Are you kidding me? These men and women understood full well the horrors they were about to face, the reality that when they hugged their mother or their spouse as their train was pulling away, that that very well could be the last time they ever see them.
Feel them.
Hug them.
Hear their voice.
But they went. They went not because they like war but because they like peace, peace between nations and peace in a country; peace of ideologies.
A white poppy representing peace? What, because the red poppy doesn't? Give me a break.
The red poppy represents the blood shed in these wars and yes, of course it's an awful, gruesome circumstance. Anyone knows that. We don't need a white poppy to remind us "Hey, wouldn't peace be nice?"
But the red poppy doesn't honour war itself, it honours the troops lost in war.
Big, big difference and unfortunately, many people aren't able to distinguish between the two.
You don't have to like war (uh, who does?) but you should support your soldiers when they're sent over in a conflict while you sit there in the comforts of your home with not a care in the world but the promise of a new day tomorrow.
These troops, they didn't think it up. They didn't declare war on another country and yet, they're the ones who will pay for it, many with their life. All the more reason to honour them and remember them, and all the more reason to wear a red poppy.
Don't be an ignorant, immature brat and wear a white poppy for "peace."

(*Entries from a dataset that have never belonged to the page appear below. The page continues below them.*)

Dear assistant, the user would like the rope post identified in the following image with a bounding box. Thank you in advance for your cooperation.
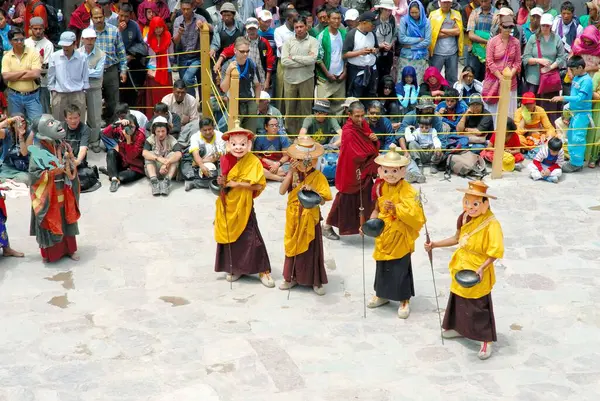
[227,68,240,129]
[200,23,212,118]
[492,67,512,179]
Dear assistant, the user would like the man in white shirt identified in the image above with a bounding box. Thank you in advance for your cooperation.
[25,17,54,114]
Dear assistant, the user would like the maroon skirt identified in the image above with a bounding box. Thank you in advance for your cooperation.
[326,178,375,235]
[283,223,327,287]
[215,208,271,276]
[40,235,77,262]
[442,292,498,342]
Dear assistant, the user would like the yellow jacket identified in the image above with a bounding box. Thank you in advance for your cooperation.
[373,180,425,260]
[449,210,504,299]
[429,8,465,57]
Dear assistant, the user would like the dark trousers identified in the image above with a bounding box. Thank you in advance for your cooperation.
[106,149,144,184]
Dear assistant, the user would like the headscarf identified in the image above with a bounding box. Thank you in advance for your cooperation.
[571,25,600,57]
[423,66,448,91]
[148,17,171,85]
[401,0,429,60]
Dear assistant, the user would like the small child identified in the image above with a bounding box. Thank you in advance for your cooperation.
[528,137,565,184]
[404,117,442,174]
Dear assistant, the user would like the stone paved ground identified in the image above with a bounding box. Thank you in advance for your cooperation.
[0,155,600,401]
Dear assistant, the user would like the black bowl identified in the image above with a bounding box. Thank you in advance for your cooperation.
[298,189,323,209]
[362,219,385,238]
[454,269,480,288]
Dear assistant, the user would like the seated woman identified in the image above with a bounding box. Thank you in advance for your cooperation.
[142,117,183,196]
[254,116,290,182]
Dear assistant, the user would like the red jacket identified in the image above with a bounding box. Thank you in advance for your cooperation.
[221,36,275,72]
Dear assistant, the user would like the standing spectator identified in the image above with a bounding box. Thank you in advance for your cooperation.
[523,14,567,112]
[162,79,199,126]
[173,0,206,96]
[342,11,379,98]
[92,7,127,124]
[429,0,464,86]
[2,28,42,121]
[397,0,431,82]
[79,28,106,153]
[317,10,346,114]
[25,17,54,114]
[485,16,522,127]
[48,31,90,120]
[281,17,319,135]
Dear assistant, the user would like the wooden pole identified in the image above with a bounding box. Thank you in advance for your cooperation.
[200,23,211,118]
[227,68,240,129]
[492,67,512,179]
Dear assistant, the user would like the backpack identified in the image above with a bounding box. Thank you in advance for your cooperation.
[31,1,62,45]
[446,150,488,178]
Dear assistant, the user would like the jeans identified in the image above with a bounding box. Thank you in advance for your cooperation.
[429,53,458,87]
[8,89,44,121]
[179,59,200,97]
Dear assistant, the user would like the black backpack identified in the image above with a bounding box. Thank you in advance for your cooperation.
[31,1,61,45]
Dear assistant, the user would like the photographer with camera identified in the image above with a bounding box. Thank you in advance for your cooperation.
[100,114,146,192]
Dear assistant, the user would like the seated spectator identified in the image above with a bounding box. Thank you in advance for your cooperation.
[527,137,565,184]
[253,117,290,182]
[162,79,199,125]
[435,88,469,132]
[299,100,342,149]
[453,66,483,105]
[481,118,525,172]
[0,113,33,185]
[515,92,556,146]
[367,100,396,150]
[181,118,226,192]
[63,104,102,193]
[404,117,442,174]
[100,114,146,192]
[142,116,182,196]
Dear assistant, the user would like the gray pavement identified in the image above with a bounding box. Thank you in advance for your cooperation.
[0,155,600,401]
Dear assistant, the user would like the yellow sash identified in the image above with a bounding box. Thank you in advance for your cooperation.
[215,153,267,244]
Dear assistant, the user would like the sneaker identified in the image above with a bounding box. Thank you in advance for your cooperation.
[110,180,121,192]
[150,177,161,196]
[258,272,275,288]
[562,162,583,173]
[477,342,492,361]
[323,226,340,241]
[367,295,390,309]
[279,280,298,291]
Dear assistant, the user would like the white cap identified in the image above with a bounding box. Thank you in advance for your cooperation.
[529,7,544,17]
[344,8,360,21]
[540,14,554,26]
[81,28,96,39]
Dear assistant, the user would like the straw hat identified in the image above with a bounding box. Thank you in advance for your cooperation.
[375,144,410,167]
[456,181,498,199]
[287,135,325,160]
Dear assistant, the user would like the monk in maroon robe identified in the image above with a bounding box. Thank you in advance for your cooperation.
[323,102,380,240]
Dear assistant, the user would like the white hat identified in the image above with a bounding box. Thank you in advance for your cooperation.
[540,14,554,26]
[81,28,96,39]
[529,7,544,17]
[344,8,360,21]
[258,10,273,21]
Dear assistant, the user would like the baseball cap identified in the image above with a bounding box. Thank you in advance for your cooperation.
[81,28,96,39]
[58,31,77,46]
[344,8,359,21]
[258,10,273,22]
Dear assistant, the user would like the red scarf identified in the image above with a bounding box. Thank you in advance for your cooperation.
[148,17,171,85]
[335,118,380,194]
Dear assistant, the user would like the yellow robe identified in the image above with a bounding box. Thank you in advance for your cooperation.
[283,170,332,257]
[373,180,425,261]
[215,153,267,244]
[449,210,504,299]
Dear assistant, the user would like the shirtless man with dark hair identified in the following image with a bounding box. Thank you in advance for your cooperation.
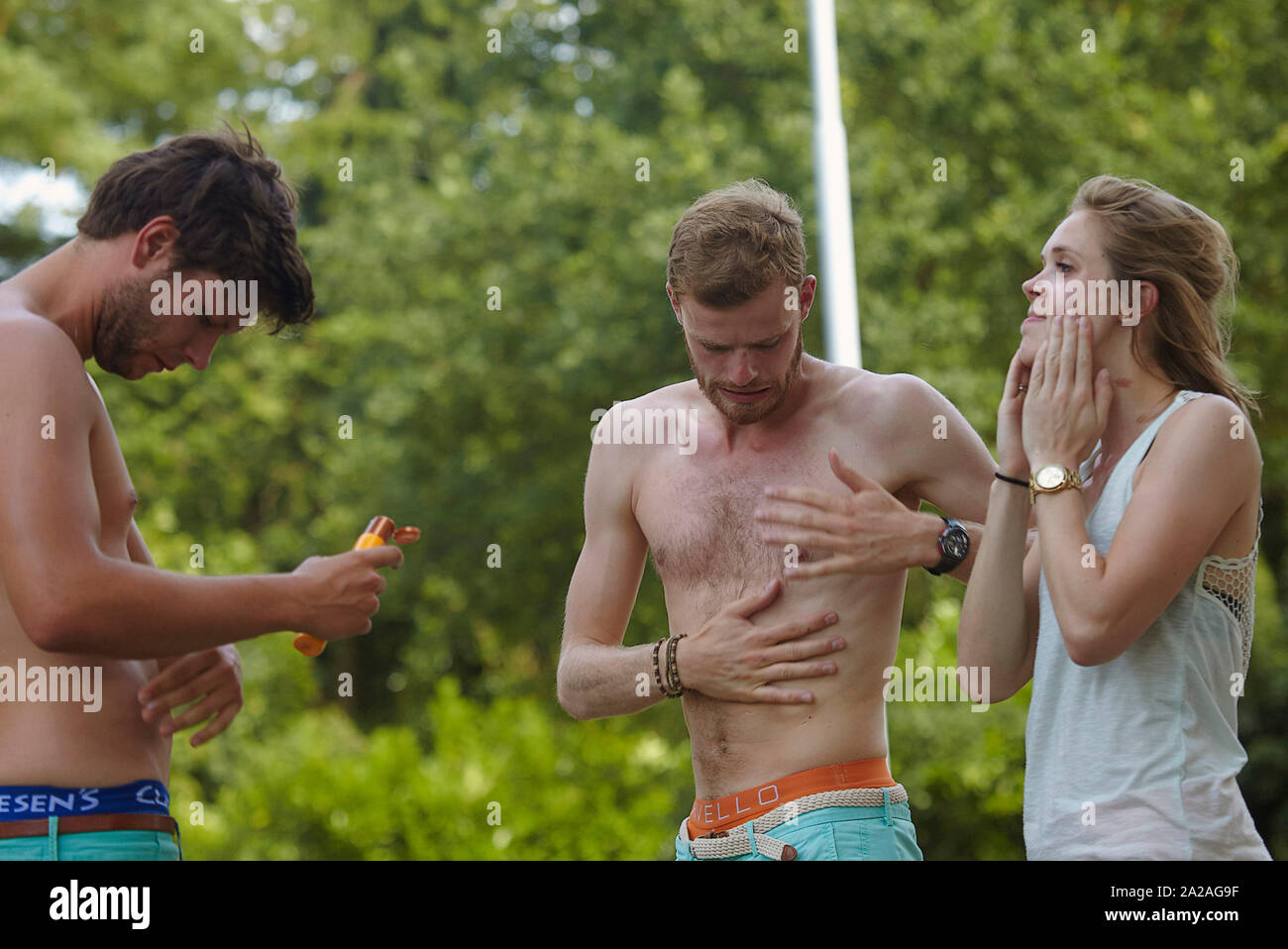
[558,181,996,859]
[0,132,402,860]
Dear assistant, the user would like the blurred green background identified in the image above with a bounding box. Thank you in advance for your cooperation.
[0,0,1288,859]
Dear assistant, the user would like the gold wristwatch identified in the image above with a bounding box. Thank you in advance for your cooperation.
[1029,465,1082,503]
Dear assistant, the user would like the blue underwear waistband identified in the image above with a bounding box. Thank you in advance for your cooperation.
[0,779,170,820]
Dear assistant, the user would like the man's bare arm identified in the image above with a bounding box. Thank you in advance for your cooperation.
[0,318,402,658]
[557,416,665,718]
[899,376,997,583]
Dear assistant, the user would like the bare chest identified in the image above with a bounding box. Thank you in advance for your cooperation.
[636,450,849,591]
[89,391,139,559]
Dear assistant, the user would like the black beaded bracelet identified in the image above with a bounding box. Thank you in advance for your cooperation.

Peace is something we all want.
Instead, wear a red poppy for those who fought with indescribable valour and strength to obtain peace, in a campaign they didn't choose, in a country they didn't know, with a fate they weren't nearly sure of.
The late U.S. Senator George McGovern once famously said "I'm tired of old men dreaming up wars for young men to fight."
Exactly. And that's why you wear a red poppy.
Because it wasn't their choosing and yet they were the ones most greatly affected by war.
A white poppy? What a desecration and a national embarrassment that we even have people in our country willing to wear one.
As far as I know and will ever know, there is one poppy and that's the red poppy.
The white poppy-wearers decided against showing up to the National Remembrance Day ceremony in Ottawa on Monday, saying they weren't trying to offend any veterans.
Honestly, take some accountability for the words that come out of your mouth, Rideau Institute, you big dummies.
You really didn't think a white poppy campaign, directly contrasting with the red poppy, wouldn't be offensive, insinuating that those who died in war, and who the red poppy represents, were not for peace?
After getting all their press coverage and photos in the paper, that's when they pull out. Clever, and the old saying goes "No publicity is bad publicity" but I beg to differ in this case because you'd have to have the I.Q. of a turnip to sympathize with this initiative.
The fact that they were even thinking of showing up to the Remembrance Day ceremony in Ottawa, handing out white poppies directly in front of crowds of veterans, is sick.
I seriously equate it to the lunatics of the Westboro Baptist Church who take their radical beliefs so far, that they'll protest someone's funeral if their lifestyle contrasted with the church's ideaologies.
I'm all for freedom of speech but certainly to an extent, because some people need a muzzle, that horribly mean church and definitely this ridiculous white poppy campaign.